Créer une holding en Suisse est pertinent dans des situations précises, principalement liées à la détention et à la gestion de participations.

Cas où c'est vraiment justifié :

  • Détention de plusieurs filiales : une holding centralise la gouvernance, la trésorerie et la propriété intellectuelle, ce qui simplifie la gestion d'un groupe.
  • Optimisation fiscale via l'exonération des participations : si la holding détient au moins 10 % du capital d'une société ou des participations d'une valeur marchande minimale de 1 million CHF, les dividendes et plus-values peuvent être exonérés d'impôt au niveau cantonal et fédéral.
  • Préparation à une transmission ou cession : structurer les actifs sous une holding facilite les opérations de M&A et la succession.
  • Réputation et stabilité juridique : la Suisse offre un cadre légal prévisible et une image rassurante pour les investisseurs internationaux.

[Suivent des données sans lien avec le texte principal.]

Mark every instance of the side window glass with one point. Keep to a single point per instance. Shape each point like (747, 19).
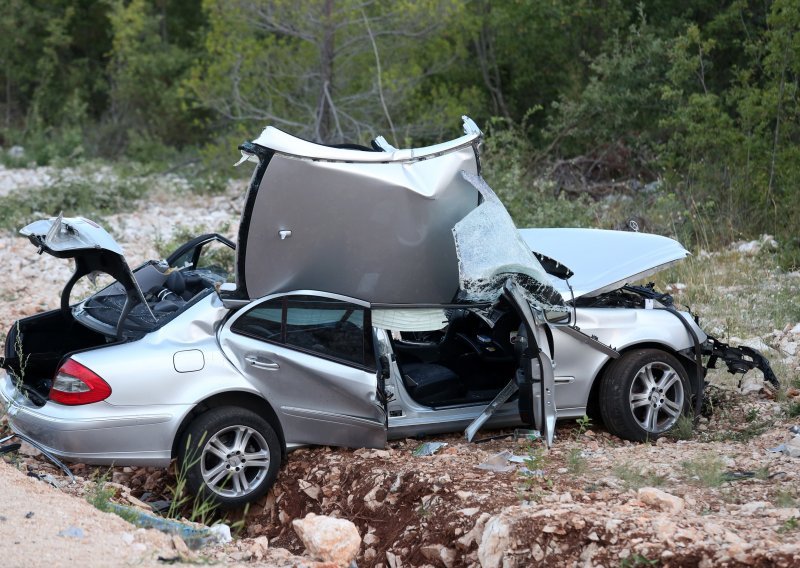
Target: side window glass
(328, 327)
(262, 322)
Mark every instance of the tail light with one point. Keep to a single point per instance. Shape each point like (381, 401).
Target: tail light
(75, 384)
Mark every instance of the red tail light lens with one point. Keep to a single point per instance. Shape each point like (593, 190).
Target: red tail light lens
(75, 384)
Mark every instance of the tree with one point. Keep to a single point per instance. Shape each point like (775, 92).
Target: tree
(331, 70)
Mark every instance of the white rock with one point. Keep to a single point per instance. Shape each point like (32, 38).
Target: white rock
(16, 152)
(756, 343)
(328, 539)
(474, 535)
(660, 499)
(309, 489)
(259, 547)
(753, 506)
(793, 447)
(496, 540)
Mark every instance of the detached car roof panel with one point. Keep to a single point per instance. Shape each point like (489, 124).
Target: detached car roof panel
(603, 260)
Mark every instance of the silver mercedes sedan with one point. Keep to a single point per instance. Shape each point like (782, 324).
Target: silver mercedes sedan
(372, 293)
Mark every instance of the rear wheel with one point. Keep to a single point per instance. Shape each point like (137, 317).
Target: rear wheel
(230, 455)
(643, 394)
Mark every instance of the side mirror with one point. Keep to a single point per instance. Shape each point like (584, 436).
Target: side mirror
(559, 317)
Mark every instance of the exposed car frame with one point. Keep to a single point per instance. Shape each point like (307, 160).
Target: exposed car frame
(378, 293)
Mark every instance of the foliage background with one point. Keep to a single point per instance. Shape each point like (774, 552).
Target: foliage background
(683, 115)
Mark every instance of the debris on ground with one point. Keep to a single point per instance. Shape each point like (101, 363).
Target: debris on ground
(428, 448)
(328, 539)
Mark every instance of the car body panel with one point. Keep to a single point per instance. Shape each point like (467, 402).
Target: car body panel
(490, 252)
(603, 260)
(98, 433)
(61, 234)
(578, 367)
(391, 224)
(284, 143)
(319, 401)
(412, 228)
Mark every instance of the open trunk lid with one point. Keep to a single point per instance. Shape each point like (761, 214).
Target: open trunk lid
(93, 250)
(367, 224)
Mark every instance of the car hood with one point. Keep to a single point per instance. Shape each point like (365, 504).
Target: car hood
(603, 260)
(374, 225)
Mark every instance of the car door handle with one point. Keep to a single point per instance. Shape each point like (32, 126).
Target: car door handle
(260, 363)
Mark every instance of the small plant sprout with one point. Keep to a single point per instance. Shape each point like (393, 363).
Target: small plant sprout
(584, 423)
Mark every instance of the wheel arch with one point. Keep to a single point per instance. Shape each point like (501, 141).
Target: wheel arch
(688, 363)
(241, 399)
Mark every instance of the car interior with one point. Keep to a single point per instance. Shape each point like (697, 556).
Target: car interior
(467, 362)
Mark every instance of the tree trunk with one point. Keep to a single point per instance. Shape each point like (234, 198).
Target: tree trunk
(325, 108)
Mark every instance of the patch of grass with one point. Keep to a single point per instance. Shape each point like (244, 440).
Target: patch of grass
(706, 471)
(584, 423)
(785, 498)
(197, 508)
(576, 463)
(745, 434)
(790, 525)
(635, 477)
(100, 495)
(80, 194)
(637, 561)
(683, 429)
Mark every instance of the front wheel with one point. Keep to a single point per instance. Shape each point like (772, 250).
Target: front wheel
(230, 456)
(643, 394)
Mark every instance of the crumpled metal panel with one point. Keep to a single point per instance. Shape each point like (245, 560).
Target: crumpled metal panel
(380, 232)
(61, 234)
(490, 251)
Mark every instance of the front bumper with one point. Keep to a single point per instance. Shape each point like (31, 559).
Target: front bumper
(98, 433)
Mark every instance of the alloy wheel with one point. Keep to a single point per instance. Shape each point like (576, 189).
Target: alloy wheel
(235, 461)
(656, 397)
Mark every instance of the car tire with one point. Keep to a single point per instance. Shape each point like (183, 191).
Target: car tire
(230, 456)
(643, 394)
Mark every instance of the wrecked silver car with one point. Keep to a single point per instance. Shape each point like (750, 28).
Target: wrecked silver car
(375, 293)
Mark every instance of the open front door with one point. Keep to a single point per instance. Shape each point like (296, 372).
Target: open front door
(535, 378)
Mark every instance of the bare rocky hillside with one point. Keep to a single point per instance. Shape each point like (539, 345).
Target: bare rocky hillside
(719, 498)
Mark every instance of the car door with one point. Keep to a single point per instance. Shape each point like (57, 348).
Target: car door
(312, 357)
(537, 382)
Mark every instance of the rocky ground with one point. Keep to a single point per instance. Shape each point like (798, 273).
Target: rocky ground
(720, 498)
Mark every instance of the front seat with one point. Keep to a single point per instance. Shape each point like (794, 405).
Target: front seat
(430, 384)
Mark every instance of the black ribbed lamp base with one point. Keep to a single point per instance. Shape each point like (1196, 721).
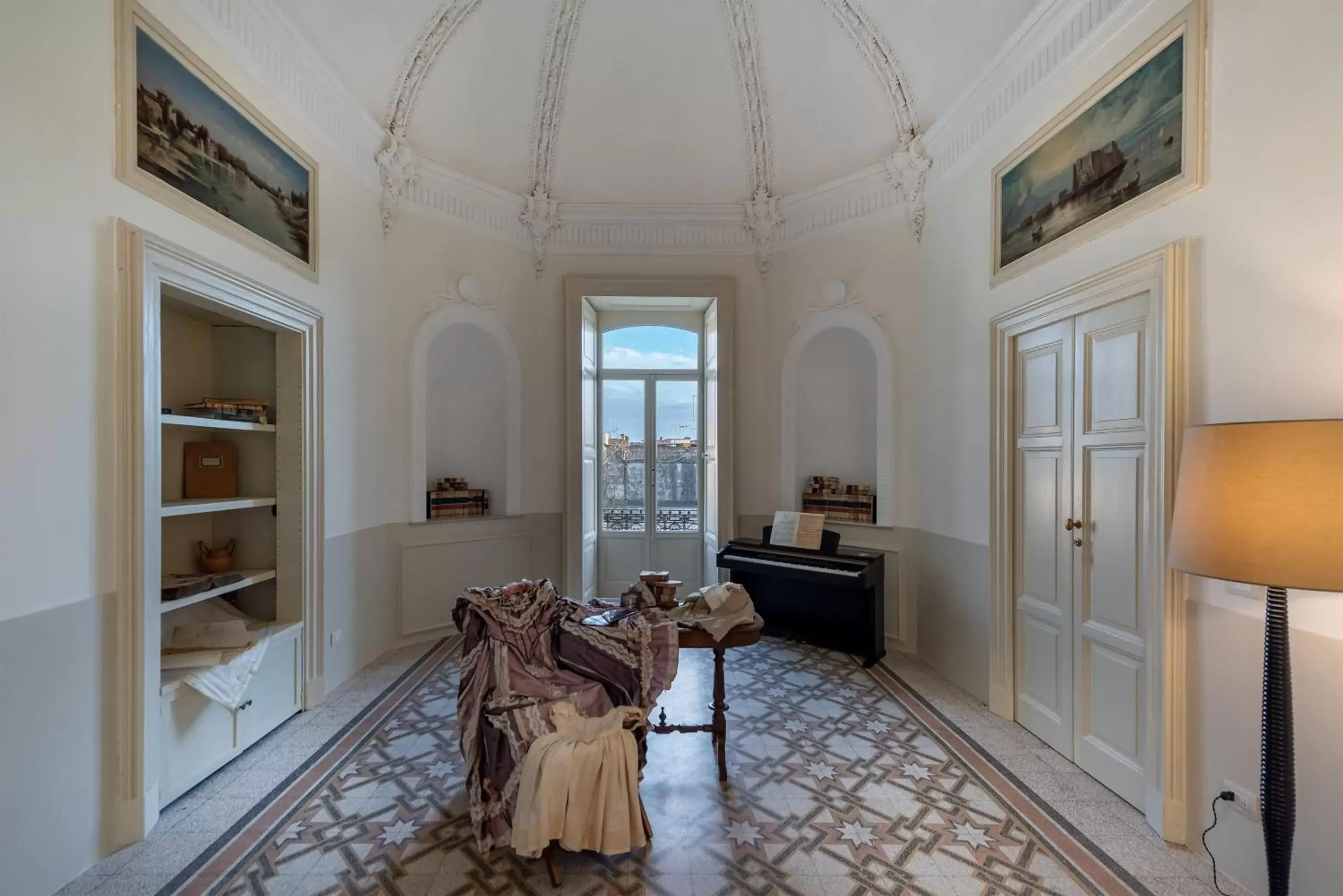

Le principal trade-off : la Suisse n'est pas un paradis fiscal à proprement parler. Les coûts de constitution et de maintenance sont élevés, et les cantons pratiquent l'imposition de droit forfaitaire minimale. Pour une structure simple ou une seule filiale, une holding dans d'autres juridictions européennes peut être plus économique. La holding suisse prend tout son sens à partir d'un véritable groupe opérationnel.